Still in family hands when Hurricane Katrina hit, the bar never re-opened.

Dear Julia,
I would like some info on the Sands Night Club. I recall it being located on Jefferson Highway. I watched a WYES documentary on establishments that held teenage dances but the Sands was never mentioned. Many local artists performed there during the 1960s, and it was a popular club.

What happened to it? Because, “It ain’t there no more.”

Karen Boudreaux
Marrero

The building at 801 Jefferson Highway, which once housed the Sands Club, burned to the ground in a four-alarm fire on the night of Oct. 16, 1983. At the time, the building was leased to the Loyal Order of Moose Metairie Lodge No. 2195. For the past few years, Sands Auto and Truck Sales has operated at the site.
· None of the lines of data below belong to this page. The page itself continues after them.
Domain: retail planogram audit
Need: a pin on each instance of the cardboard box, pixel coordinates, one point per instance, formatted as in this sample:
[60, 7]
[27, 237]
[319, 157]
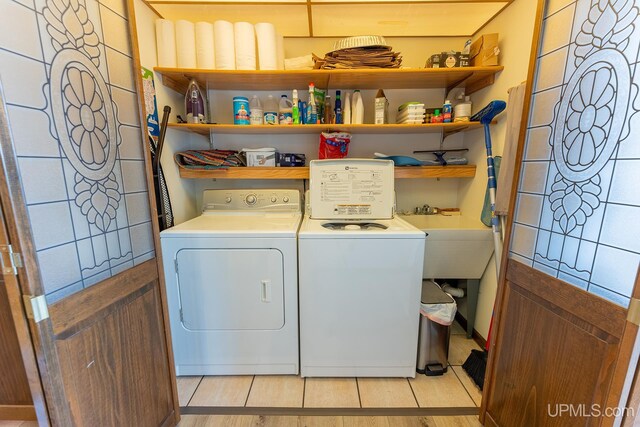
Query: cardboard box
[484, 51]
[382, 108]
[448, 60]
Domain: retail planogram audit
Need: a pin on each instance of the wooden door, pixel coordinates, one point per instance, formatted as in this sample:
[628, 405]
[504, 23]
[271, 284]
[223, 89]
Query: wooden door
[19, 381]
[74, 188]
[563, 342]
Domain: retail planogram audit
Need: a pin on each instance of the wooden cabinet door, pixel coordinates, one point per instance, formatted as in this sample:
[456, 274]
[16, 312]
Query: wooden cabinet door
[74, 188]
[563, 343]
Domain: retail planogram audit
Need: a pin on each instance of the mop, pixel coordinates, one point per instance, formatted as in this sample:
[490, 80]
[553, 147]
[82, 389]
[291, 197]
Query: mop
[476, 363]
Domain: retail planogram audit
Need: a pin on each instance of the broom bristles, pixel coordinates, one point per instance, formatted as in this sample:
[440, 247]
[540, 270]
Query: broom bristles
[476, 366]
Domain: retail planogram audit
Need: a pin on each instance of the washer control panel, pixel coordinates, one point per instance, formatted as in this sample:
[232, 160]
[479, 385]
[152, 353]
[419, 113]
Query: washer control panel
[252, 199]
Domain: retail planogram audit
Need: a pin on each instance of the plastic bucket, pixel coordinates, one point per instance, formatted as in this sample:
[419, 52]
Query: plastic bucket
[240, 110]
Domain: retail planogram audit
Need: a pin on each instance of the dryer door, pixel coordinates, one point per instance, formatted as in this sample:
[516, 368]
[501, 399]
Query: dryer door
[231, 289]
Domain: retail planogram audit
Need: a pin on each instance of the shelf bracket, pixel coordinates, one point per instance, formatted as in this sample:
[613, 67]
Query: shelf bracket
[211, 141]
[458, 83]
[452, 132]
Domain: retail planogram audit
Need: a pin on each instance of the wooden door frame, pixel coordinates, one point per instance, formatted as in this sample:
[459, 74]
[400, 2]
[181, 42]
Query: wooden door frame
[630, 332]
[51, 408]
[153, 206]
[49, 397]
[38, 410]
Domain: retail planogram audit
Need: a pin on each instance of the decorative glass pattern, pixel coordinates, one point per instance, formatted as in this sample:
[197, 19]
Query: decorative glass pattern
[578, 200]
[73, 113]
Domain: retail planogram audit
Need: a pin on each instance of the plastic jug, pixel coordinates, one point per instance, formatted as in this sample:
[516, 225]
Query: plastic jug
[255, 111]
[285, 111]
[357, 108]
[271, 111]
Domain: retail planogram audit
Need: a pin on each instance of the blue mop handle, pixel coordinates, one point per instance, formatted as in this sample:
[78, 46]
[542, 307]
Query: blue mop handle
[486, 116]
[495, 222]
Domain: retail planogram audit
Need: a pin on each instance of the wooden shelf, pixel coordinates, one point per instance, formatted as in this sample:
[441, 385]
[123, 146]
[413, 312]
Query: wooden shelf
[447, 128]
[452, 171]
[472, 78]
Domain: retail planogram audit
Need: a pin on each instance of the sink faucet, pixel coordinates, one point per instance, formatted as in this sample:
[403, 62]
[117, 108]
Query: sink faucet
[426, 210]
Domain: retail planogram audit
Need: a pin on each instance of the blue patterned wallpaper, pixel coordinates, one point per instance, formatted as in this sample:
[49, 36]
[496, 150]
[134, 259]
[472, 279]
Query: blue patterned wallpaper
[73, 114]
[578, 206]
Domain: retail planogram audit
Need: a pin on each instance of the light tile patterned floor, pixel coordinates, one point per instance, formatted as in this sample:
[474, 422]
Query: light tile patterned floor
[442, 391]
[293, 421]
[454, 389]
[277, 391]
[222, 391]
[331, 393]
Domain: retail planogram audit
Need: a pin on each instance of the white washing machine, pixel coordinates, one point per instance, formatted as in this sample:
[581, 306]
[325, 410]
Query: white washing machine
[360, 274]
[232, 282]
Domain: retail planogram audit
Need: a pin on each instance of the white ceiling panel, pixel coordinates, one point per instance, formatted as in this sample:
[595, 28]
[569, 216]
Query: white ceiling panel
[289, 20]
[403, 19]
[334, 18]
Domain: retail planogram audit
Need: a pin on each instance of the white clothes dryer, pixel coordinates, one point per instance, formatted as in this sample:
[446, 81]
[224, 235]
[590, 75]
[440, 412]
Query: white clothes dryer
[232, 277]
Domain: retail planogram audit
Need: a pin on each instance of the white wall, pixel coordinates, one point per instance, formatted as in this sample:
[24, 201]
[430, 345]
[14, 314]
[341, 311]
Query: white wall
[515, 26]
[181, 191]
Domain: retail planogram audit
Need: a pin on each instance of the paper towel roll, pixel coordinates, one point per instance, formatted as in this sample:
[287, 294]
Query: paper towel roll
[223, 41]
[245, 46]
[267, 46]
[205, 57]
[186, 44]
[166, 43]
[280, 51]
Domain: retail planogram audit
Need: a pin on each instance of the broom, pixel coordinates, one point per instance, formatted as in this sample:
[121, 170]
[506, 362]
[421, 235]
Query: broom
[476, 364]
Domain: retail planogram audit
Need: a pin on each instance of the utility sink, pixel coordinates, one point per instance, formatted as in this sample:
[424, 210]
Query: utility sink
[457, 247]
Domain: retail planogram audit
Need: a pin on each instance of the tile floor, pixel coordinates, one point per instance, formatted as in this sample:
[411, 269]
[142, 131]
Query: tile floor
[453, 389]
[328, 421]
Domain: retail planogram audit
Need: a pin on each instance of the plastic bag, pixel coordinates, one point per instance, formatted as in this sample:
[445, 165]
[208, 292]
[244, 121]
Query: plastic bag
[443, 314]
[334, 145]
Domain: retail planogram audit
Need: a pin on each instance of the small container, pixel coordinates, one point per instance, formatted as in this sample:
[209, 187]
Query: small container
[270, 111]
[260, 156]
[463, 110]
[241, 110]
[285, 111]
[291, 159]
[256, 113]
[194, 104]
[447, 112]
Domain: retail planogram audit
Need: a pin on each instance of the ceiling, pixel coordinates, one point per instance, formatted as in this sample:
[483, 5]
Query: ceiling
[334, 18]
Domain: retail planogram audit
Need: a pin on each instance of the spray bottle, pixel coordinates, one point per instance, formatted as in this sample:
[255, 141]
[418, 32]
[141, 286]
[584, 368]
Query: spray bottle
[295, 110]
[312, 108]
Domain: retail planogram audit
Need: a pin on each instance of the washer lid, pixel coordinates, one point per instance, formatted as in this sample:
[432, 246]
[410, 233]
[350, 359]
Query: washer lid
[395, 228]
[351, 189]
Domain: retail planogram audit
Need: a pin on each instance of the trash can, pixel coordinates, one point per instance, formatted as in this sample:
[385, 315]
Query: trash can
[437, 312]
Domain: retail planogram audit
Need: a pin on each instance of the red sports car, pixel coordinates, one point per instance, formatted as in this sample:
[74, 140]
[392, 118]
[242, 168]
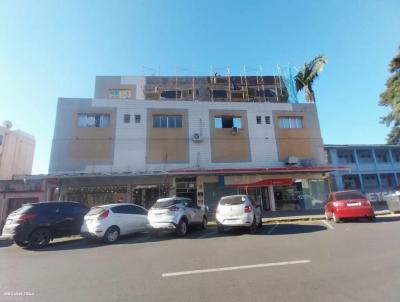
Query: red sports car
[348, 204]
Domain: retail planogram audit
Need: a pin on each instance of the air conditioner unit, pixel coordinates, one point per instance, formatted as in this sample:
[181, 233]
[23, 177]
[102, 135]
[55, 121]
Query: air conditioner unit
[197, 138]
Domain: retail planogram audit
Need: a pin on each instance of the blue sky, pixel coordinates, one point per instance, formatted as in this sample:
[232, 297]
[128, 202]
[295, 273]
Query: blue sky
[51, 49]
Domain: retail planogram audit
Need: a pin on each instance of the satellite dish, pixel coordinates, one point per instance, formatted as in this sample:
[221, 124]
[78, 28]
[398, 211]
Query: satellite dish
[7, 124]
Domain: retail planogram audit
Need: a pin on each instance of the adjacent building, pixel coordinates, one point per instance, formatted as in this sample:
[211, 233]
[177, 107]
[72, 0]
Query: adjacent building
[375, 169]
[142, 138]
[16, 152]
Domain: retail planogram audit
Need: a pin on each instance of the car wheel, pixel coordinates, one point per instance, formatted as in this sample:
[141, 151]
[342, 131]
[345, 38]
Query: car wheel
[253, 227]
[204, 223]
[182, 228]
[111, 235]
[335, 218]
[21, 243]
[39, 238]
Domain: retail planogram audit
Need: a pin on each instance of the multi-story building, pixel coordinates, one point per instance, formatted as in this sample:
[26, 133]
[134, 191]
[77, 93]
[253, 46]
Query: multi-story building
[375, 169]
[200, 137]
[16, 152]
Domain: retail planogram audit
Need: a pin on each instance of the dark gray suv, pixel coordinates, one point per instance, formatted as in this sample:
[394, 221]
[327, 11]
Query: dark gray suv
[34, 225]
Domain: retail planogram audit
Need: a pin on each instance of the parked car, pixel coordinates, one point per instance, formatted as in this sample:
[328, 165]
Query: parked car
[35, 225]
[238, 211]
[177, 213]
[109, 222]
[348, 204]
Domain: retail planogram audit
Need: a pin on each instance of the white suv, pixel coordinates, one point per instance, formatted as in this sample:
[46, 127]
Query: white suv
[238, 211]
[176, 213]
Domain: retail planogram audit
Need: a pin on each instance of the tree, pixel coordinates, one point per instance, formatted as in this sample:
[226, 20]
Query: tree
[391, 98]
[306, 76]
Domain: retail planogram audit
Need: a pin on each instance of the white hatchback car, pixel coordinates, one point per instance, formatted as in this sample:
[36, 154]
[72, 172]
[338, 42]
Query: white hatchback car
[238, 211]
[177, 213]
[108, 222]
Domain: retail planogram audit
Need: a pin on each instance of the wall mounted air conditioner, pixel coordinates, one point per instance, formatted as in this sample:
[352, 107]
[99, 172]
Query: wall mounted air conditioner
[197, 138]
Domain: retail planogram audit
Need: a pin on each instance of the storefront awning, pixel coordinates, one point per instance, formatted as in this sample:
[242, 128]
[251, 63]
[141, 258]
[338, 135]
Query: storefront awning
[266, 183]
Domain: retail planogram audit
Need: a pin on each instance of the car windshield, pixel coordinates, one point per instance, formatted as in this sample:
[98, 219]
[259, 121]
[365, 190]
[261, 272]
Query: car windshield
[349, 195]
[162, 204]
[23, 209]
[95, 211]
[232, 200]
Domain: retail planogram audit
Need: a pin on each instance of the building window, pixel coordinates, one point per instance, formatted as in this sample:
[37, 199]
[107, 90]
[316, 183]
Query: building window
[294, 122]
[228, 122]
[93, 120]
[127, 118]
[346, 156]
[167, 121]
[382, 155]
[388, 180]
[171, 94]
[396, 155]
[120, 93]
[365, 156]
[351, 182]
[370, 181]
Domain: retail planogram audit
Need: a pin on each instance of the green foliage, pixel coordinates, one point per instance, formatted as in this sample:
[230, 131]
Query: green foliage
[391, 98]
[306, 76]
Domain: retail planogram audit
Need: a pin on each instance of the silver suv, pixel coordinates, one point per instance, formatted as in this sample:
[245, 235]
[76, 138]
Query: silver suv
[176, 213]
[238, 211]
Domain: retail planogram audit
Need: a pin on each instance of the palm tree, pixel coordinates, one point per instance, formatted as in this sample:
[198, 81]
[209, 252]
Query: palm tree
[306, 76]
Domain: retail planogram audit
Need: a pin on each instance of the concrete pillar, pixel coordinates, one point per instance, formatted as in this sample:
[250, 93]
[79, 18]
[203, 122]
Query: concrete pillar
[272, 198]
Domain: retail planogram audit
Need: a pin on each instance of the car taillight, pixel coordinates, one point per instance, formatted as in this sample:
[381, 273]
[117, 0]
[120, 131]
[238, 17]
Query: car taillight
[26, 217]
[103, 215]
[247, 209]
[173, 208]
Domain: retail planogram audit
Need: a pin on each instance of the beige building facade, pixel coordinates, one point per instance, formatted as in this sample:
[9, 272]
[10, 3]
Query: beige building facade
[16, 152]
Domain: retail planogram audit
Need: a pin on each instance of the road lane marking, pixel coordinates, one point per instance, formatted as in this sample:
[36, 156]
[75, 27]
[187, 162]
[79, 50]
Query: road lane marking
[233, 268]
[208, 235]
[328, 224]
[272, 229]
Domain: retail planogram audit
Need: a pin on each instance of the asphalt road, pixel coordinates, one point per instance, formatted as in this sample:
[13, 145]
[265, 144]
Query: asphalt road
[310, 261]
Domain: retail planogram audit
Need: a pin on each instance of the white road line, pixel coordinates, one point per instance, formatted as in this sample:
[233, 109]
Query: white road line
[273, 228]
[232, 268]
[208, 235]
[328, 224]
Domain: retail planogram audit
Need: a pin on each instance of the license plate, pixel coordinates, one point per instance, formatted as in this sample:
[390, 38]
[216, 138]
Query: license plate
[354, 204]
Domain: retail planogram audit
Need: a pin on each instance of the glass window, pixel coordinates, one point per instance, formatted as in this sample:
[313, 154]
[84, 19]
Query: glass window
[351, 182]
[93, 120]
[291, 122]
[370, 181]
[365, 156]
[167, 121]
[388, 180]
[395, 155]
[345, 156]
[137, 118]
[382, 155]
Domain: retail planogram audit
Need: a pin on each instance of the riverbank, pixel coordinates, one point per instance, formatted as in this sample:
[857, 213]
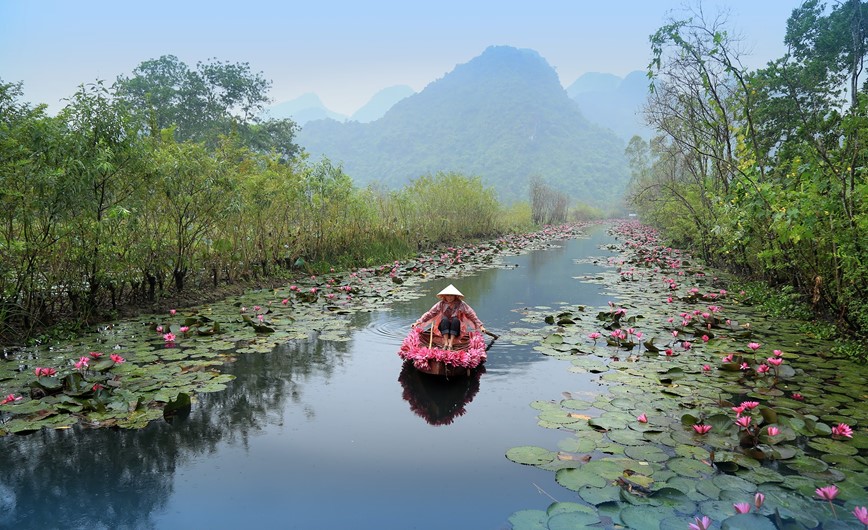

Once known as the Belvedere Club, the building at 801 Jefferson Highway became, in 1960, Kent’s Golden Parrot, a restaurant and lounge that offered $ .90 businessmen’s lunches. The owners may have named their venture for a long-lived creature but Kent’s Golden Parrot was gone within two years. The Sobu Club was there by ’62 but, in September of that year, so were the cops. Following a raid that netted seven underage patrons as well as barbiturates and amphetamines, the Sobu Club closed.

The Sands was the next business to inhabit the address and Sid Holiday and his Blue Notes were among the first artists to play there. James “Sugar Boy” Crawford, of “Jackamo” fame, was another early headliner. Later in the ’60s, Tommy Dawn and the Sunsets and the British Invasion-inspired group the Palace Guards also played the Sands.